La società era dunque ancora lontana dall’essere prospera, per cui nel 1874 la gestione venne affidata alla John Taylor & Sons, affermata società di consulenza ingegneristica londinese con importanti interessi in campo minerario in tutto il mondo.

Nel piano di sviluppo si adottarono nuove soluzioni e miglioramenti nel trattamento del minerale per aumentare la produttività. La produzione riprese a crescere fino ad aggirarsi sui 200 kg negli anni 1880-1886 e arrivare a un picco di 232 kg nel 1887.

Nel 1884 tra Pestarena e val Toppa si erano scavati oltre 12 km di gallerie ed estratti in totale 70.000 mc di minerale.

In occasione dell’Esposizione universale di Torino di quell’anno, l’allora direttore e procuratore Harper Powell vantava che il complesso minerario della società era uno dei principali comprensori auriferi europei, con più di 500 operai occupati, di cui 350 a Pestarena e 150 in val Toppa (rispetto al 1878 a Pestarena essi erano raddoppiati, mentre in val Toppa rimasti invariati).

L’attività della società si concentrò sempre di più su Pestarena, mentre in quelle della val Toppa venne gradualmente ridotta; la miniera dei Cani e l’impianto di Battiggio vennero affittati nel 1887 alla ditta Vogel di Milano, che estraeva la pirite per la fabbricazione dell’acido solforico, recuperando comunque anche l’oro.

Nel febbraio 1888 prima in Val Toppa una serie di valanghe distrusse i caseggiati e ostruì gli imbocchi, causando parecchi giorni di sospensione. Poi a Pestarena valanghe cadute dalla val Moriana danneggiarono seriamente gli stabilimenti; gli accumuli di neve nel letto dell’Anza, produssero un ristagno creando un lago la cui acqua penetrò e invase poi i lavori in sotterraneo per 140 m di altezza. Il prosciugamento delle gallerie richiese tutto l’anno.

Nel 1889 riprese lo scavo del ribasso Morghen, iniziato dalla società Spezia a metà secolo e poi sospeso quando era arrivato a 290 m, che doveva risolvere il problema dell’eduzione delle acque che allagavano regolarmente le gallerie sotto il livello dell’Anza; si raggiunsero i lavori della Peschiera dopo altri 1935 m di scavo.

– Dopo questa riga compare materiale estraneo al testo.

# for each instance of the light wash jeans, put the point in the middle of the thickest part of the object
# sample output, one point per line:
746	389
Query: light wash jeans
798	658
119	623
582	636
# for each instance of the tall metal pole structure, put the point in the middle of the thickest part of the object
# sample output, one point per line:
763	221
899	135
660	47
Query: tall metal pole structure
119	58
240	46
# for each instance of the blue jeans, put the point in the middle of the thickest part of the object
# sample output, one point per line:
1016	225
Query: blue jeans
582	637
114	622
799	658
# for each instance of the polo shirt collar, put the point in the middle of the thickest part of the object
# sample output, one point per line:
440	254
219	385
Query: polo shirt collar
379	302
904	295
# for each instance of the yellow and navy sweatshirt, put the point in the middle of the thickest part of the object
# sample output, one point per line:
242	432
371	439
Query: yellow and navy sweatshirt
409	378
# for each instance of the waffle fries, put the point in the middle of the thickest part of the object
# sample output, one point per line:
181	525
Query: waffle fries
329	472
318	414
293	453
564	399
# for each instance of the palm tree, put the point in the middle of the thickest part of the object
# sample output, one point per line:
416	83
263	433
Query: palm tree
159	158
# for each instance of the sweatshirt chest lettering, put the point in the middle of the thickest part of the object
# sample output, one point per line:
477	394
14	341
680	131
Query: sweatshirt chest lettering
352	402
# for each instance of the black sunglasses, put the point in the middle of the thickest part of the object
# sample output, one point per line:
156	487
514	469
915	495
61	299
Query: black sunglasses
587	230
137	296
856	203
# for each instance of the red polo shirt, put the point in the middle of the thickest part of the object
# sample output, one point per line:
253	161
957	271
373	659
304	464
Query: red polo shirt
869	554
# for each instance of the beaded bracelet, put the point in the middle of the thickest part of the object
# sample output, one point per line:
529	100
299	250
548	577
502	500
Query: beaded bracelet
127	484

La produzione, che era scesa dai 204 kg nel 1889 ai 172 del 1892, si riprese un poco nel 1893 grazie ai nuovi esperimenti di trattamento con cianurazione (225 kg), ma negli anni successivi scese inesorabilmente.

Erano ormai solo le miniere di Pestarena a sostenere la produzione, mentre in Val Toppa si otteneva sempre meno oro. Le maestranze a Pestarena negli stessi anni varieranno tra 58 e 65 unità, mentre in val Toppa scenderanno da 44 a 13.

Era ormai chiaro che il destino della società era segnato e neppure un riassetto societario a cavallo del secolo portò ad alcunché.

Va ricordato che negli anni Novanta dell’Ottocento altre società estere a capitale belga e svizzero per alcuni anni effettuarono lavori di ricerca in diverse aree aurifere secondarie della valle Anzasca (Val Bianca) e dell’Ossola, ma con risultati sempre limitati ed effimeri.


[1] Allo sfruttamento delle miniere aurifere dell’Ossola da parte di società anglosassoni nella seconda metà dell’Ottocento è dedicato un lavoro di R. Cerri, attualmente in preparazione.